This conversion does not sound so trivial to me generally. At times converting from a dynamic language to a statically typed language requires either a change of code architecture or a massive refactoring operation.

>> Do you have an automated system that corrects type errors?

Not corrects, just detects. I have at times faced issues when code runs for half-an-hour and then crashes just because a the given object could not be converted to the needed new type at run-time. My reaction: "Sigh! I wish the compiler told me earlier during compile-time!"




> This conversion does not sound so trivial to me generally. At times converting from a dynamic language to a statically typed language requires either a change of code architecture or a massive refactoring operation.

I didn't claim that it was necessarily trivial. However, I'm happy to claim that it is very rarely required. What is it that they say about premature optimization?

That said, I think that you're overstating the amount of work. As our python friends keep demonstrating, the amount of code that is actually performance-critical is usually fairly small and can be handled by special means once you get things relatively stable.
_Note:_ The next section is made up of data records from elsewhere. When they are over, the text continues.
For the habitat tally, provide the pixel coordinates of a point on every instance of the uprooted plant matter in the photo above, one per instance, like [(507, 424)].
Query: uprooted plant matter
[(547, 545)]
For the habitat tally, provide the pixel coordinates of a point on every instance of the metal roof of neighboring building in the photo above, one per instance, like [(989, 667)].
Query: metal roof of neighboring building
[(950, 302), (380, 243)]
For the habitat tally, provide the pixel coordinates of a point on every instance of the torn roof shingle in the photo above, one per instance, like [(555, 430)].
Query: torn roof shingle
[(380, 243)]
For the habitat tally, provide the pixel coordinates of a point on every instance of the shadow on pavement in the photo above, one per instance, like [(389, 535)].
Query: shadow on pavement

And, when it is required, it may be an indication of massive success. If you wrote the first version, said massive success may make the conversion someone else's problem. :-)

> Not corrects, just detects. I have at times faced issues when code runs for half-an-hour and then crashes just because a the given object could not be converted to the needed new type at run-time. My reaction: "Sigh! I wish the compiler told me earlier during compile-time!"

No optimization produces speedups in every situation.

As to that particular problem, I develop in dynamic languages so I "never" have that problem after a significant amount of run-time.

To me, it's important to remember that dynamically and statically typed languages give you different rope with which to hang yourself, so it's best to program with that in mind.

To put it another way, it is generally agreed that it's a bad idea to write fortran in other languages even though it is possible. Why would you think that it would be a good idea to write static in a dynamic language or the reverse?